From 12-Hour Deployments to 8 Minutes: E-Commerce Platform Transformation

E-Commerce / Retail • 3 months

Industry

E-Commerce / Retail

Timeline

3 months

Results

5 Key Wins

Results Achieved

Deployment time reduced from 12 hours to 8 minutes
Uptime improved from 97.2% to 99.98%
Deploy frequency increased from 2x/month to 25x/week
Incident count reduced by 83%
Rollback time decreased from 4 hours to 3 minutes

Technology Stack

AWS ECS Fargate GitHub Actions Terraform PostgreSQL RDS CloudFront Route53

The Challenge

A growing e-commerce platform was hitting scaling walls.

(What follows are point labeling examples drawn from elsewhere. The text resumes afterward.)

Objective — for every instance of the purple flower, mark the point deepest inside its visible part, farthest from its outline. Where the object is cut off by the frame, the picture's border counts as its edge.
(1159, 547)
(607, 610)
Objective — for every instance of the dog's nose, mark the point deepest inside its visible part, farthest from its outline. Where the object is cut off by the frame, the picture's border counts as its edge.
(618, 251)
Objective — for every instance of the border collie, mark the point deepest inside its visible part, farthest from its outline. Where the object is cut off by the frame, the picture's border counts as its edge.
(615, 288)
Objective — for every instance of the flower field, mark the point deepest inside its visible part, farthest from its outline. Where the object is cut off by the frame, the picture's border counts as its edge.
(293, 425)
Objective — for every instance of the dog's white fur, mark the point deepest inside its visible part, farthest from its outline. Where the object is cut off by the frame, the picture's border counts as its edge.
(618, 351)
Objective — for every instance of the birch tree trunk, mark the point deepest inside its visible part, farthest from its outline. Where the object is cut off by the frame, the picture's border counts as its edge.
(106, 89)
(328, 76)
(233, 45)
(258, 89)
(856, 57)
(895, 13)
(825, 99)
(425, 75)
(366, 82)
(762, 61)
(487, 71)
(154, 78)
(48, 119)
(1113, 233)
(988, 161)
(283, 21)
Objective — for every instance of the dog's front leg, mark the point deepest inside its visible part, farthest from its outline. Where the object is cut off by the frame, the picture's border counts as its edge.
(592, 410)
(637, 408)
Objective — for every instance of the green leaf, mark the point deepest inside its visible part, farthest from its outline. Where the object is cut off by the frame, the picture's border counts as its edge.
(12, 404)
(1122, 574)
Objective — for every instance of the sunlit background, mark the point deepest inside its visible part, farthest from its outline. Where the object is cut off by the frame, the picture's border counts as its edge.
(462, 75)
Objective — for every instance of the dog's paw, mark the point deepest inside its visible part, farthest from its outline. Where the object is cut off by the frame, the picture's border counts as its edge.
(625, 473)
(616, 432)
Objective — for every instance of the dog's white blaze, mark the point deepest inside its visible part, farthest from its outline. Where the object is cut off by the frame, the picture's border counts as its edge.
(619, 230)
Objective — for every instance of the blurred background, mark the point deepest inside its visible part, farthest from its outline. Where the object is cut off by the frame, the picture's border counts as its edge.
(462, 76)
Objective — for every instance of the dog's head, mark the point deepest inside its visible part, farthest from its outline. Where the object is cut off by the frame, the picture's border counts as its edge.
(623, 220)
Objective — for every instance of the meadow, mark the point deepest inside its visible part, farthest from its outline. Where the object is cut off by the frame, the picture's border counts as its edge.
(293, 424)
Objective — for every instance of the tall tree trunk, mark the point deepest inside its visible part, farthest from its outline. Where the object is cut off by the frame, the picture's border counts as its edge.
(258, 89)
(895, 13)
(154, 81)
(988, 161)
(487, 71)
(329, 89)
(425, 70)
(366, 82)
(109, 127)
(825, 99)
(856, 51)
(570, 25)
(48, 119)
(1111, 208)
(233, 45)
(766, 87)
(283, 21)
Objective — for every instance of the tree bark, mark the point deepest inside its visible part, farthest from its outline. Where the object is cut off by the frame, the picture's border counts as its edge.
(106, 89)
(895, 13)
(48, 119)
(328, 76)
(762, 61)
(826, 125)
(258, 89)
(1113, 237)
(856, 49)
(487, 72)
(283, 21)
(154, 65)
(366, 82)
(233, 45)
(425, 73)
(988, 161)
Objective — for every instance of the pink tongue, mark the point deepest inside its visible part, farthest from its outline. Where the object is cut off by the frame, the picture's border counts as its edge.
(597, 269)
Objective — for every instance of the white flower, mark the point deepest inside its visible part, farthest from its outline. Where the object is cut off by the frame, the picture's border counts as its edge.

Their deployment process required:

Manual coordination between 5 teams
A 12-hour deployment window (Friday nights)
Database migrations run manually
Zero-downtime deployments were impossible
Rollbacks took 4+ hours

Worse, they were experiencing 2-3 production incidents per month, with an average MTTR (mean time to recovery) of 90 minutes.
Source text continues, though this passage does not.